Les simplifications auxquelles nous sommes trop souvent habitués donnent de l’histoire une image fausse qu’il est bon de redresser. Mais la tâche n’est pas facile pour ceux qui cherchent à faire apparaître la vérité dans une suite d’événements récents que les passions continuent de dépeindre sous de fausses couleurs. Pierre Queuille a fait tout d’abord un considérable travail pour noter et coordonner tous les éléments de ce phénomène complexe qu’est la naissance du Tiers-Monde. Son livre apparaît à la première lecture comme un répertoire, un inventaire, un catalogue dans lequel les chercheurs pourront trouver de nécessaires références ; il est probable que, nulle part ailleurs que dans ce livre, une pareille documentation ne se trouve aussi aisément mise à la disposition du public cultivé.
Mais ce ne serait là qu’un mérite mineur, à tout prendre, si une lecture plus attentive ne permettait de voir naître des faits une explication générale et n’offrait l’occasion de tirer des leçons d’un incontestable intérêt. Il ne saurait être question, dans une courte analyse, de souligner tous les points qui mériteraient de l’être. L’un des plus curieux est celui du traité signé par les Soviétiques et les Britanniques en 1921, au moment où l’URSS naissante devait affronter, à l’intérieur de ses frontières, un problème colonial et le résoudre d’ailleurs suivant des procédés que n’auraient pas désavoués les États les plus colonialistes du folklore que la décolonisation a fait fleurir. Ce traité stipulait que le gouvernement soviétique s’abstiendrait de toute action et de « toute tentative qui aurait pour objet – par des moyens diplomatiques, militaires ou tous autres ou encore par la propagande – d’encourager n’importe quel peuple asiatique à des manifestations quelconques allant contre les intérêts de l’Empire britannique… ceci visant particulièrement l’Inde et l’Afghanistan ». Voici des termes curieux et explicites ; ils méritent d’être médités. C’était, en somme, la mise à l’abri de toute l’Asie britannique contre les entreprises communistes, et par contrecoup, sinon par réciprocité, une sorte de liberté donnée aux Soviets d’agir ailleurs, en Chine, en Indochine, par exemple, mais non à Hong Kong. On voit tout de suite à quelles conclusions on peut aboutir, et quel voile se lève sur certains aspects peu explicites de l’histoire.

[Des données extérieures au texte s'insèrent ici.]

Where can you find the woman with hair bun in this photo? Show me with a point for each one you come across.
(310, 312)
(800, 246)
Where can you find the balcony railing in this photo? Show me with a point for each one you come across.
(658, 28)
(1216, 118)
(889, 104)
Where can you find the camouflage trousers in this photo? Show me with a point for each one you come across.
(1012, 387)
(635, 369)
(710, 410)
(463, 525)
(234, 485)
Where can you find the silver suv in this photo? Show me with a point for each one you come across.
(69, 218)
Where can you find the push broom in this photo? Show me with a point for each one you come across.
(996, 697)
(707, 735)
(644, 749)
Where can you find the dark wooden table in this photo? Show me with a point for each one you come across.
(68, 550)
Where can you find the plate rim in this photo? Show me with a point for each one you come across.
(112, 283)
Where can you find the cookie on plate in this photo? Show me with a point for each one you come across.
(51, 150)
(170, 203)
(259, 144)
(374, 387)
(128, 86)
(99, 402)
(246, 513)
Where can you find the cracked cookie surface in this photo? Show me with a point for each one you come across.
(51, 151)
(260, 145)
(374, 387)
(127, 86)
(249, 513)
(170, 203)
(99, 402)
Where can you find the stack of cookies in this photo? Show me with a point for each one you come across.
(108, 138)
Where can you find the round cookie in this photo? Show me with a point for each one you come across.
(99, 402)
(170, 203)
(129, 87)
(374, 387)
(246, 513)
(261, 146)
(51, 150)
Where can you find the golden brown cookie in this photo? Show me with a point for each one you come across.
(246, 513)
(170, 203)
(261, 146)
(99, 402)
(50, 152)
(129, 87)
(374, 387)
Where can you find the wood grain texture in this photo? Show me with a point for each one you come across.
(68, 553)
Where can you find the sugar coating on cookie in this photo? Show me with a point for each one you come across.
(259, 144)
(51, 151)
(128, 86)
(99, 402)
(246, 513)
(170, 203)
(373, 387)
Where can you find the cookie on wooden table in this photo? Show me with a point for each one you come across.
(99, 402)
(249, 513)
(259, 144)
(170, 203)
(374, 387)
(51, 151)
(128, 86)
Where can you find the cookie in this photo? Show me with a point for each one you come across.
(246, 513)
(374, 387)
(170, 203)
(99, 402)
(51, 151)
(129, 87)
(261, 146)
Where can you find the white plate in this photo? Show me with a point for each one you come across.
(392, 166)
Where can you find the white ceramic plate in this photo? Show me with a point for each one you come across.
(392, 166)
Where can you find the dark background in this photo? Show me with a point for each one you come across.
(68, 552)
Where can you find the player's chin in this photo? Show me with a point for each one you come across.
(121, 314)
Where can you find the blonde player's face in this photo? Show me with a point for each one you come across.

Moscou transplantait en Asie et en Afrique ses théories et ses méthodes. On crut longtemps à leur succès, tout au moins à leur menace. De fait – l’histoire des années postérieures à Bandoeng le montre aisément – l’action soviétique se heurta à des nécessités diplomatiques et plus encore à des difficultés considérables qui ralentirent les premiers élans. Le bilan, loin d’être nul, ne fut cependant pas celui auquel on s’attendait. À Bandoeng, les Russes étaient absents et les vedettes furent la Chine et l’Inde, avec l’Insulinde invitante [Ndlr : l’Indonésie].
Aussi peut-on se demander si Bandoeng, que nous avons coutume de considérer comme le symbole de la révolution anticolonialiste et anticapitaliste, ne fut pas davantage la fin de l’ère des espoirs soviétiques dans une révolte communiste du Tiers-Monde.
La lecture du livre de Pierre Queuille donnera ample matière à étude et à réflexion ; le sujet est abordé, « débroussé », mais il est loin d’être épuisé.